What is Musketeer?
Musketeer is a workflow manager that dynamically maps high-level workflow descriptions to a broad range of data processing systems.
Front-end languages and back-end systems in bold are supported in our current prototype implementation.
- Multiple front-end languages: complex workflows can be expressed in a variety of ways.
- Automatic translator: automatically translates workflows into seven back-end data processing systems: Hadoop, Spark, Naiad, PowerGraph, GraphChi, Metis and serial C code.
- Performance: up to 9x runtime speedup without user intervention.
- Smart scheduler: automatically decides at runtime which systems to use for a given workflow.
- Cost reduction: by mapping workflows to the most efficient system, Musketeer reduces resource utilization by up to 10x in exchange for slightly increased runtime.
State of the art
Many big data systems have been developed in recent years, but it is hard to decide which one is "best" for a particular workflow. In fact, sometimes a combination of systems performs best or uses resources most efficiently.
Few users can tell the precise trade-offs by intuition; and in addition, porting workflows between systems is tedious, making experimentation time consuming. Hence, users often become "locked into" a system after implementing workflows, despite faster or more efficient systems being (or becoming) available.
This problem is a consequence of the tight coupling between user-facing front-ends (e.g. Hive, Lindi, GraphLINQ) and back-end execution engines (e.g. MapReduce, Spark, PowerGraph, Naiad).
We have evaluated a range of contemporary data processing systems – Hadoop, Spark, Naiad, PowerGraph, Metis and GraphChi under controlled conditions and found that their performance can vary widely depending on the workflow. Interestingly, no single system consistently outperforms the others, and almost every system performs best under some circumstances.
With Musketeer, we make it easier for users to experiment with different systems by automatically translating their workflows. In fact, Musketeer can even take decision off their shoulders entirely and guess a suitable system automatically. Users simply write their workflow in one of the support front-end languages and a smart scheduler chooses the best back-end execution system, or combination of systems, at execution time and translates the workflow appropriately.
Advantages of using Musketeer
- Dynamic systems binding: Musketeer chooses the right data processing system at runtime, depending on data volume, workflow iterativity and composition, reducing the runtime or resource utilisation.

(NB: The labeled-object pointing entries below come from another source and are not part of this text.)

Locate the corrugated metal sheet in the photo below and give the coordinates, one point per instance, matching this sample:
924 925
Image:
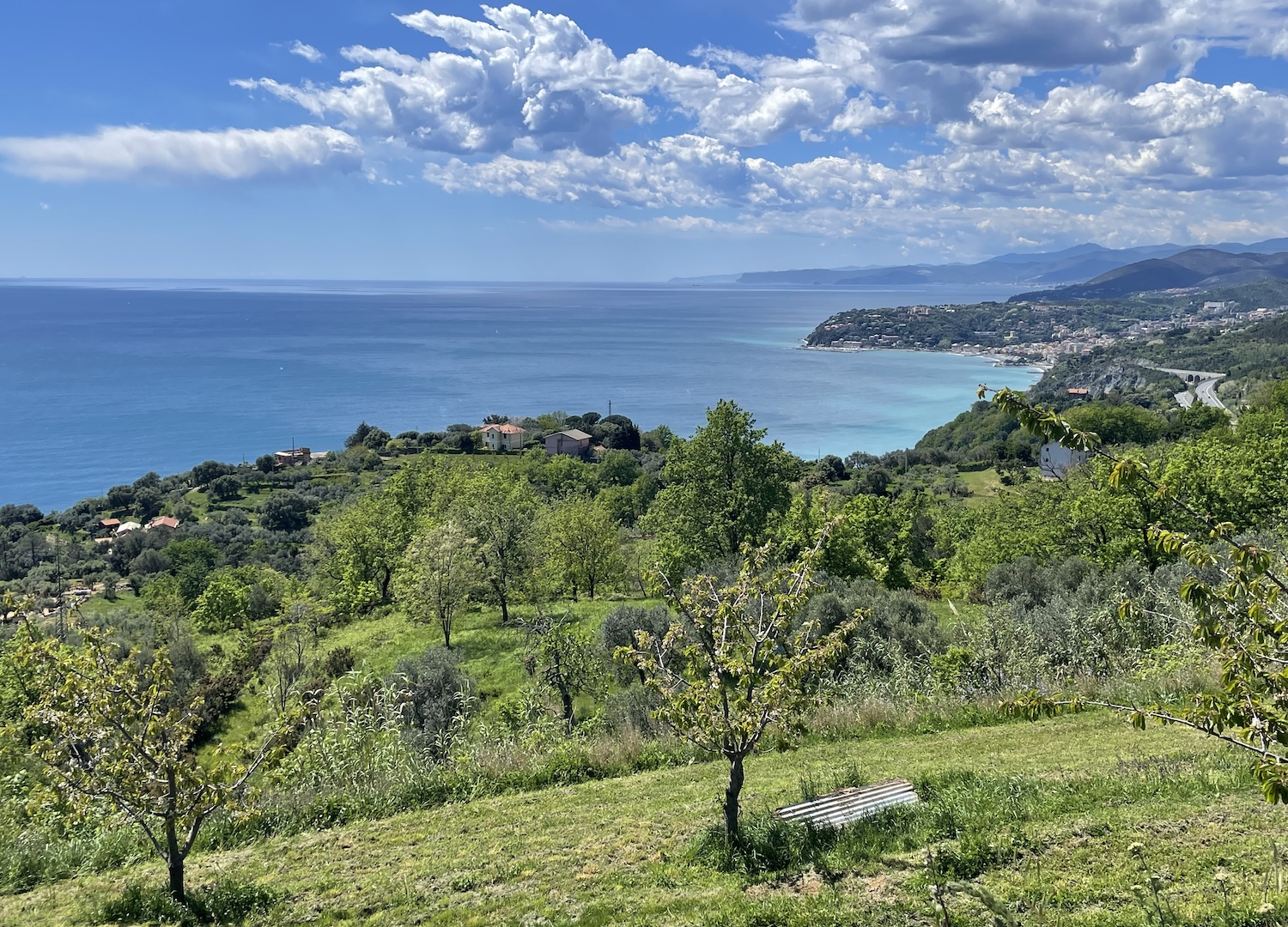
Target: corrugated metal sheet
845 806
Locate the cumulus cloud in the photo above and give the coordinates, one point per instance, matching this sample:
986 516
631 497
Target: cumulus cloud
307 52
519 80
526 103
935 57
136 152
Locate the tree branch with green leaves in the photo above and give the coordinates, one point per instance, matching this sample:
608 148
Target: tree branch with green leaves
1239 613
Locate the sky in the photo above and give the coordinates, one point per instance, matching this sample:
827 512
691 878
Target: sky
613 141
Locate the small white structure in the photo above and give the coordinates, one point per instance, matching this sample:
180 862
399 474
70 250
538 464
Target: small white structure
502 437
1056 460
572 442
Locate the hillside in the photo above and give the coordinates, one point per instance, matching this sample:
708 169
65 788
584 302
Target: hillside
1071 265
1203 268
617 851
496 688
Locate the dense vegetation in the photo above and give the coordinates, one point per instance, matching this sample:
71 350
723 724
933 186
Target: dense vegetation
414 622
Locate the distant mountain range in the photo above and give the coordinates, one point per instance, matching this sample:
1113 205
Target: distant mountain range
1203 268
1090 265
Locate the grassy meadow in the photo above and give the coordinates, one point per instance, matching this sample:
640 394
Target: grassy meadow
1043 815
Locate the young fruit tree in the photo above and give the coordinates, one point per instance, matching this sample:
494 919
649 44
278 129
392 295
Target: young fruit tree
112 730
438 576
1236 597
737 662
564 661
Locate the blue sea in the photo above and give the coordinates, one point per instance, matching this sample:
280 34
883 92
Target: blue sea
100 383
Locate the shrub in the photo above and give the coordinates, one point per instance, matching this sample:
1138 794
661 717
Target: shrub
432 694
219 903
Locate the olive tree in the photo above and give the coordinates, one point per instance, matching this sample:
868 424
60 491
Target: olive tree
737 662
440 573
563 658
584 550
1236 594
118 736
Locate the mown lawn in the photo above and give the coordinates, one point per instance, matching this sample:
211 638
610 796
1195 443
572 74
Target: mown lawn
1072 793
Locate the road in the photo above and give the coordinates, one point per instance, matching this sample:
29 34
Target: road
1206 391
1203 383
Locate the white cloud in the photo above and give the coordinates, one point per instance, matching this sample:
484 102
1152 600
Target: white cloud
526 103
520 79
307 52
937 57
136 152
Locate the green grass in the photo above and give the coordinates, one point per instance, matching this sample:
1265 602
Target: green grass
491 654
1066 800
983 484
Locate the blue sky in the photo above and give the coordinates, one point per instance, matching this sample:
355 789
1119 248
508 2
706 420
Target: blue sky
628 141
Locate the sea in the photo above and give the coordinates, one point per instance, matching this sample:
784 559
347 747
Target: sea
102 381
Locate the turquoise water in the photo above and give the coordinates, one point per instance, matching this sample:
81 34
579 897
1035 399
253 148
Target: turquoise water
100 384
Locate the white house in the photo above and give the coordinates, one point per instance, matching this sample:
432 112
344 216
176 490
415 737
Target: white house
572 442
502 437
1058 460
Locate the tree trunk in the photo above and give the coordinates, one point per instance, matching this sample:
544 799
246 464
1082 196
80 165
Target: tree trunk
505 609
566 697
386 576
732 793
174 863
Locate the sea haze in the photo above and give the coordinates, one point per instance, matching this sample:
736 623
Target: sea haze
102 383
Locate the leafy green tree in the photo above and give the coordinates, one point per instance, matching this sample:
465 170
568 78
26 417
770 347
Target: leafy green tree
192 560
1123 424
288 512
1236 595
738 662
723 488
222 604
440 573
584 550
120 497
358 551
501 512
564 659
118 736
224 488
617 468
209 470
866 537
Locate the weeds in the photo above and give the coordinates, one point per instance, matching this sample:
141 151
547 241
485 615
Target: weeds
221 903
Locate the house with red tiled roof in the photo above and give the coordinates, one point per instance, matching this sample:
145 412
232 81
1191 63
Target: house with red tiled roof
502 437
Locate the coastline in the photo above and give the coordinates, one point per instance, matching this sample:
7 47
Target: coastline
999 360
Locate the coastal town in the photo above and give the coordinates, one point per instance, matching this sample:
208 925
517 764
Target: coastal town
1023 334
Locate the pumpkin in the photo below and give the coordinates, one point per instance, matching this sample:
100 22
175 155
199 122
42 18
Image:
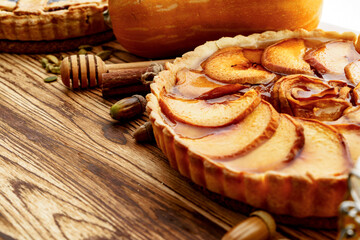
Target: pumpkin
166 28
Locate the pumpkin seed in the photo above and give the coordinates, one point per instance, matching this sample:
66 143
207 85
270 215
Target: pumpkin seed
50 79
86 47
104 55
82 51
55 70
48 67
53 59
44 62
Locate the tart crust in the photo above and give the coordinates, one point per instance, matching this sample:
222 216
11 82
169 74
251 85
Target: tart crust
58 20
280 192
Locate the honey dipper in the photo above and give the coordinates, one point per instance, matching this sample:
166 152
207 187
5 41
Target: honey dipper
83 71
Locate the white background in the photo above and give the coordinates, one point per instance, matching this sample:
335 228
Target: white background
342 13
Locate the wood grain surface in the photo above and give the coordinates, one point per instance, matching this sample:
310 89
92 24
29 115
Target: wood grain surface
68 171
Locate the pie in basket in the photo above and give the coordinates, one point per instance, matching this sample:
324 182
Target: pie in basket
270 120
36 20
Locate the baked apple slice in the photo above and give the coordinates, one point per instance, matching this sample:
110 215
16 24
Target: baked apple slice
237 139
193 84
352 72
254 55
309 97
324 152
210 113
229 65
351 134
332 57
287 57
269 156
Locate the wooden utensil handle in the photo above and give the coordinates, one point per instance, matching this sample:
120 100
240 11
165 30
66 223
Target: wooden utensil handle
110 67
259 226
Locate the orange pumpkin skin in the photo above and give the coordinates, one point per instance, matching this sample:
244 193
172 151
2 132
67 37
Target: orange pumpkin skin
166 28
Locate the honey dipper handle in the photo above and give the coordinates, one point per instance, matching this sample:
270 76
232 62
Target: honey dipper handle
110 67
259 226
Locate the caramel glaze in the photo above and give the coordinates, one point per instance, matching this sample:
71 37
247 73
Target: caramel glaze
339 87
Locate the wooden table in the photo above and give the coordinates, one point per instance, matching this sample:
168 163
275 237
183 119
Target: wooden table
68 171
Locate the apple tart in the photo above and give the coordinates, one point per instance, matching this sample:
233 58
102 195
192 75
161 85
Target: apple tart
37 20
270 119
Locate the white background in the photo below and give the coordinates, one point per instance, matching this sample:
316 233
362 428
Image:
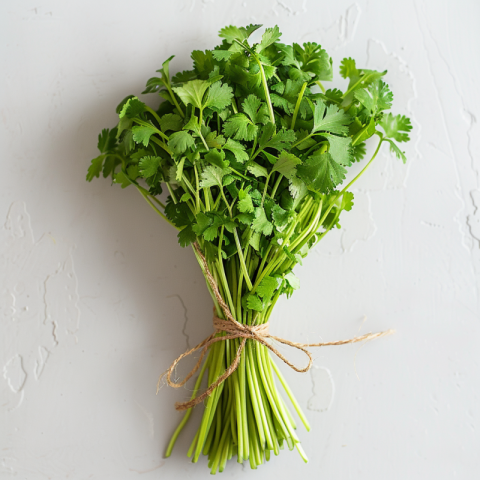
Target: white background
97 298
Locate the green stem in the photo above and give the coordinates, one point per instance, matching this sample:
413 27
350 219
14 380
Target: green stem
322 88
189 411
297 106
156 209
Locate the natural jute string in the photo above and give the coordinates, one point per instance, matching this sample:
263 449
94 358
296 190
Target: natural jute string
234 329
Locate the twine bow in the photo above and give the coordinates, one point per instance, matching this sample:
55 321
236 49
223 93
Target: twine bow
234 329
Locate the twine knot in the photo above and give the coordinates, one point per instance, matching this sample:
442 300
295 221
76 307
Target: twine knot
233 329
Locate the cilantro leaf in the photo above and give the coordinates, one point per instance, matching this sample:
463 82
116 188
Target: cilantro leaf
280 217
256 109
396 150
142 134
240 127
192 92
270 36
266 287
95 168
178 142
171 121
375 97
132 108
149 166
257 170
396 127
348 68
329 119
214 141
359 151
107 140
232 33
279 141
219 96
261 224
217 157
340 149
245 204
186 236
286 164
321 172
237 149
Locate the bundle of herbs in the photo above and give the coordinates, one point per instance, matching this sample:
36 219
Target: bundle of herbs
254 153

- Dynamic job boundaries: Musketeer places job boundaries within a workflow at runtime, adding the opportunity to dynamically decompose the workflow differently depending on the data and the availability of different processing systems.
- Flexible adaptation: Musketeer's runtime mapping to data processing systems allows workflows that change over time to adapt dynamically: workflows can be partitioned and mapped differently if they change, or if the properties of data processing systems change (e.g. because of additional optimisations made in new versions of a system).
- Easy job migration: Musketeer makes it easy to port workflows to new systems. Once support for the new system has been added to Musketeer, it can translate workflows onto the new system and schedule them.